- Episode no.: Season 2 Episode 31
- Directed by: Patrick Barton
- Based on: Antigone by Sophocles
- Original air dates: 20 July 1966 (Melbourne) 3 August 1966 (Sydney); 24 August 1966 (Brisbane);
- Running time: 70 mins

Episode chronology
| ← Previous "The Unbearable Bassington" | Next → "Mr Byculla" |

= Antigone (Wednesday Theatre) =

"Antigone" is a 1966 Australian TV play directed by Patrick Barton. It was made to celebrate the 2,500th anniversary of Greek Theatre.

==Plot==
Antigone, daughter of Oedipus, is sentenced to death by Creon, King of Thebes, for defying his orders and burying the body of her dead brother.

==Cast==
- Liza Goddard as Antigone
- Raymond Westwell as Creon
- Kevin Colebrook as Teiresias
- John Derum as Haemon
- Joan McArthur as Eurydice
- Anne Charleston as Ismene
- Kevin Miles as Chorus Leader
- Allan Bickford as Chorus Member
- Brian Burson as Chorus Member
- Edward Howell as Chorus Member
- Terry McDermott as Chorus Member
- John Godfrey as Chorus Member
- Frank Rich as Sentry
- Lloyd Cunningham as Messenger
- Peter Curtin

==Production==
It was filmed in Melbourne. Barton said the role of Antigone "is usually reserved for the stage's established stars. But Liza is quite staggering." He aimed to make the production as realistic as possible and based costumes on photos of peasants in Crete and Greece.

==Reception==
The Age thought Westwell "did not quite succeed in projecting the intensity of the personal conflict" and the Goddard "seemed over emotional."

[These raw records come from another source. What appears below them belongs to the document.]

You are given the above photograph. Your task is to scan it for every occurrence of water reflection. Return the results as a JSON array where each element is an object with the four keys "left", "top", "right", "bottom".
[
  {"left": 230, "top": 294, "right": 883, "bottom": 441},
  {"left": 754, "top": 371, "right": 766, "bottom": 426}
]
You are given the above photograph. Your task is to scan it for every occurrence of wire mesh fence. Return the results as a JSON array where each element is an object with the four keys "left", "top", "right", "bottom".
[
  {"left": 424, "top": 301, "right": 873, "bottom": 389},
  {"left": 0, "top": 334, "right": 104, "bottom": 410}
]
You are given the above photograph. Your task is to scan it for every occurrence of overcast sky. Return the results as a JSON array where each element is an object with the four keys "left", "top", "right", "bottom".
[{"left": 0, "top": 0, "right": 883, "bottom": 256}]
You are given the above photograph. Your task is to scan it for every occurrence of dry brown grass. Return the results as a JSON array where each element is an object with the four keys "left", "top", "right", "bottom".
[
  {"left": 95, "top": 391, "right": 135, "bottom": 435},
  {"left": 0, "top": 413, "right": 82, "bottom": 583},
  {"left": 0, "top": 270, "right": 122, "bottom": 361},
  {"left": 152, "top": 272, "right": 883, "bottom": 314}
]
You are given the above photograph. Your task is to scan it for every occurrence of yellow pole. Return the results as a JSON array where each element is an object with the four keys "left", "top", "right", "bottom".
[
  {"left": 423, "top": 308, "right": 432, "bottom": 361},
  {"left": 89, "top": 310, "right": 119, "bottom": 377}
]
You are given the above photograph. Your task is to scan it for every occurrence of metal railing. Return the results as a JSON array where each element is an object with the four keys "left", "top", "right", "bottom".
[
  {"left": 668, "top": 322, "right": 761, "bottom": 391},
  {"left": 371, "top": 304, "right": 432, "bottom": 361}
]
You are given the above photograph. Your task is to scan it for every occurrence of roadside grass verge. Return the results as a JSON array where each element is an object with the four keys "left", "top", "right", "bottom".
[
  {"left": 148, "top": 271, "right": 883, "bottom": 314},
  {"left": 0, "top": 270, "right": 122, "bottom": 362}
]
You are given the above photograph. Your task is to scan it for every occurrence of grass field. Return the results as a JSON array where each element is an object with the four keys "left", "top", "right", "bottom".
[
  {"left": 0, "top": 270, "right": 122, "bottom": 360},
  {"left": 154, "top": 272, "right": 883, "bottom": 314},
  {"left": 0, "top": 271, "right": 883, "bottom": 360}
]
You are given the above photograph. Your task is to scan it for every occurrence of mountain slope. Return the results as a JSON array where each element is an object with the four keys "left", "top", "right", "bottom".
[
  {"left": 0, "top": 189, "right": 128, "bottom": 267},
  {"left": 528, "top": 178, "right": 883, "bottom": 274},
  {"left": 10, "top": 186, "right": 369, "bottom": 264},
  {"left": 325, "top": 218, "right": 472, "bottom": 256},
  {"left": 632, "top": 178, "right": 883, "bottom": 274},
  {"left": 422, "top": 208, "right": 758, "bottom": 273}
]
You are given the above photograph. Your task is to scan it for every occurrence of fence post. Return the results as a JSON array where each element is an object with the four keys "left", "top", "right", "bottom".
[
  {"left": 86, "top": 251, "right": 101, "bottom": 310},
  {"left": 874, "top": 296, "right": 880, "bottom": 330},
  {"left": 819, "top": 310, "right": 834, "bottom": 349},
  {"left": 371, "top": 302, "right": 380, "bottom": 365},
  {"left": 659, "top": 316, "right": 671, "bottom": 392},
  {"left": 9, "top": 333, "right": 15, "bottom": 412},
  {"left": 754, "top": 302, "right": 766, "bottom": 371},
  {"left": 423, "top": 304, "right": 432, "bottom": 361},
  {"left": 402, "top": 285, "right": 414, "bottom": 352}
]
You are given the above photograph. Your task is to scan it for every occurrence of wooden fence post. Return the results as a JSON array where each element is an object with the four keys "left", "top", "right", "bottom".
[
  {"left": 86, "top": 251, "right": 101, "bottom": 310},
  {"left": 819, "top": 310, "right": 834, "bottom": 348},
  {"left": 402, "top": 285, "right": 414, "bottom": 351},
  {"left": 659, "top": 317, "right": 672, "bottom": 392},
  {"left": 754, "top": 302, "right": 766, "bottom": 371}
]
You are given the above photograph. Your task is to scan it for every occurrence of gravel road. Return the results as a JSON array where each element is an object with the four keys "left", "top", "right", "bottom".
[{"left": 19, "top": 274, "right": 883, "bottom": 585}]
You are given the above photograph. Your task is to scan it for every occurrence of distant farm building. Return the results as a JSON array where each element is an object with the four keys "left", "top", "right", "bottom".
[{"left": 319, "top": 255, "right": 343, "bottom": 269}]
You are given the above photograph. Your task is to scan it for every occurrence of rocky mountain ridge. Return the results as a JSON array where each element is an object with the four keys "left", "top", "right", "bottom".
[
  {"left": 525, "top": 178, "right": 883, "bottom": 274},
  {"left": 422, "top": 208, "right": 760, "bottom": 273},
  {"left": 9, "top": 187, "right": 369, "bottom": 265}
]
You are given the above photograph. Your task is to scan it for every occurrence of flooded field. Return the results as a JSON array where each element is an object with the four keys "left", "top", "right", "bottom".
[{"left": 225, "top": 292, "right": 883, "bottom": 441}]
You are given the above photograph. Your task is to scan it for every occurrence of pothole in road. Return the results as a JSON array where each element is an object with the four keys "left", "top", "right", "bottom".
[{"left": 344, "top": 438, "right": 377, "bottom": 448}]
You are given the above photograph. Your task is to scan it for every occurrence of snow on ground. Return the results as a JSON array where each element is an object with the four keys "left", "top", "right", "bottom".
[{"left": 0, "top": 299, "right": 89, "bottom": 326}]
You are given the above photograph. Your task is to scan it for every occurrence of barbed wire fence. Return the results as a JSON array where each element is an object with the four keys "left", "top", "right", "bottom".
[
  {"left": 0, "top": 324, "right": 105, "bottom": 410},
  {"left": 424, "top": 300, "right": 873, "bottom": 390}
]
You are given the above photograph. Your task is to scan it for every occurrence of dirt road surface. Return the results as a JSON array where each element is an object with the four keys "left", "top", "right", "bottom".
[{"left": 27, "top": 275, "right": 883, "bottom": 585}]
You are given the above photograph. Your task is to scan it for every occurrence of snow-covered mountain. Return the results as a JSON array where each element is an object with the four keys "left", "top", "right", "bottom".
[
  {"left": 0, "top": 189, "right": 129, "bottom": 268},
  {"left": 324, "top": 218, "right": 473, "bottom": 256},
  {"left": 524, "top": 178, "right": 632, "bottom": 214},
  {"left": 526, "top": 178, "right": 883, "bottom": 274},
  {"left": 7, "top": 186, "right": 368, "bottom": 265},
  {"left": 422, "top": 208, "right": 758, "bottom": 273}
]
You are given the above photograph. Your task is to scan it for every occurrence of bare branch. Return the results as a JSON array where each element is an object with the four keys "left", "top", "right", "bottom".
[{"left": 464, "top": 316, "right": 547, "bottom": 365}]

Filmink wrote "this is fine. It hasn’t been adapted particularly well for television – there’s a lot of reporting of things that happen off stage (like the death of Creon’s wife… you can show that sort of thing, you know). Raymond Westwell’s incredibly restrained reaction to the deaths of Creon’s son and wife was a legitimate performance choice, but perhaps one influenced by the fact that the director, and actor were British."